By contrast, she said the Biden campaign has taken advantage of Trump’s focus on driving his base’s anger by letting the former vice president act as almost a surrogate president during the pandemic.

“During times of national crisis or national stress, we look to the president as the national figure who can call the nation together to talk about our values and how our values will see us through the crisis,” she said, comparing Biden’s use of his campaign rhetoric to fulfill what she called the “priestly role of the presidency,” akin to what George W Bush did after the September 11, 2001 terror attacks. “Trump has not been good at that — he’s not good at articulating American values. He’s just never been good at playing the priestly role. And if you think about his Charlottesville speech, it’s certainly not one where people felt uplifted, but [with Biden] here’s a guy who really understands the best of America, and sees how that best version of ourselves will help us through these difficult times. Trump doesn’t have those words, but Biden does, and his whole campaign… has been just a reiteration every day of him playing the priestly role of the president.”

Another one of the deficiencies of Trump’s 2020 closing argument compared to the one he made when running against Clinton is the synergy between his paid media and his rhetoric.

Tad Devine, who served as a senior adviser to John Kerry’s 2004 campaign against George W Bush, said Trump’s ads have largely lacked the focus they had in 2016.

“When you look at the paid media, the last couple of weeks of the Trump campaign four years ago was very disciplined. It was a strong economic populist message that resonated, he was a very strong messenger for it, and it was about issues that affected the lives of people, particularly economic issues,” he said. “This time, we don’t really see that. It’s just a mixture of complaints, grievances, and a denial of reality.”

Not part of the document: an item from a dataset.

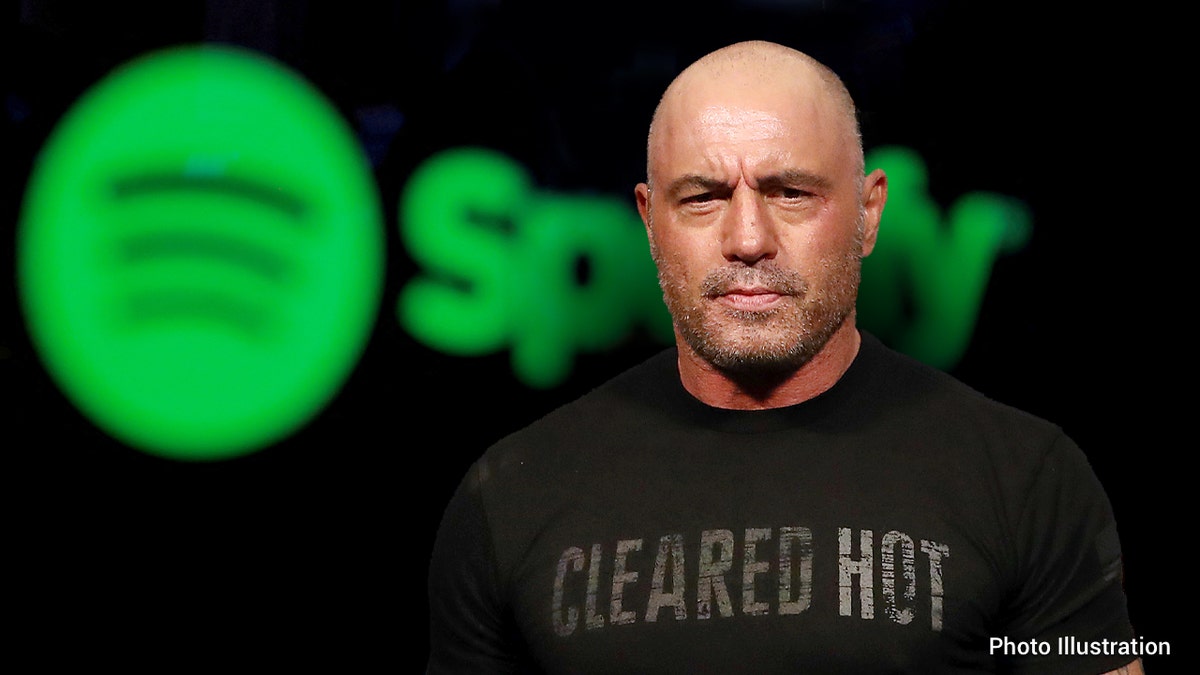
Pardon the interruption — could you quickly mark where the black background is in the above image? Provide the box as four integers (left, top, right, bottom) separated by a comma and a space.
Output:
0, 0, 1195, 673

If Biden emerges from Tuesday’s election as a victorious president-elect, Devine said the former VP and his team deserve full credit for running what looks to have been a campaign perfectly adapted to the unique circumstances of running for president during a pandemic against an opponent who refuses to surrender the spotlight even for a minute.

“They don’t get the credit they deserve for figuring out a strategy that would work… There were a lot of complaints in many quarters in the Democratic Party, for example, in the spring, that when Trump decided to go out there and be frenetic, have a news conference every day, and constantly be in front of the cameras, Biden had to do the same thing,” he said. “But the campaign had the wisdom to recognize that that was a losing strategy, that it was Trump forcing them to play his game, and they didn’t do it. That decision not to do it, I think, is one of the biggest and best strategic decisions of the campaign.”

Another Democratic strategist, Michael Starr Hopkins, largely agreed, calling Biden’s 2020 effort “the most disciplined campaign any Democrat ever could have imagined”.

“They stayed on message. They stayed away from taking the bait when it comes to Trump in his daily tweets and his daily messaging. And they stayed true to Joe Biden, which I think has been something that has resonated because they haven’t tried to turn him into something he’s not —  they didn’t try to go hard left, or overcompensate and go more moderate,” he said. “They just let Joe be Joe and be in the moment.”

Hopkins said the dynamics of the campaigns have reversed themselves this time around. Where Clinton’s campaign was reactive to every news cycle and often on defense and Trump’s 2016 campaign was disciplined, Biden’s campaign has stayed disciplined while Trump has flailed and tried to win every news cycle instead of thinking long-term: “In many ways, he was the perfect candidate for Biden to run against because… when you run against Trump, you really just need to stay the hell out of his way and let him be his own worst enemy.”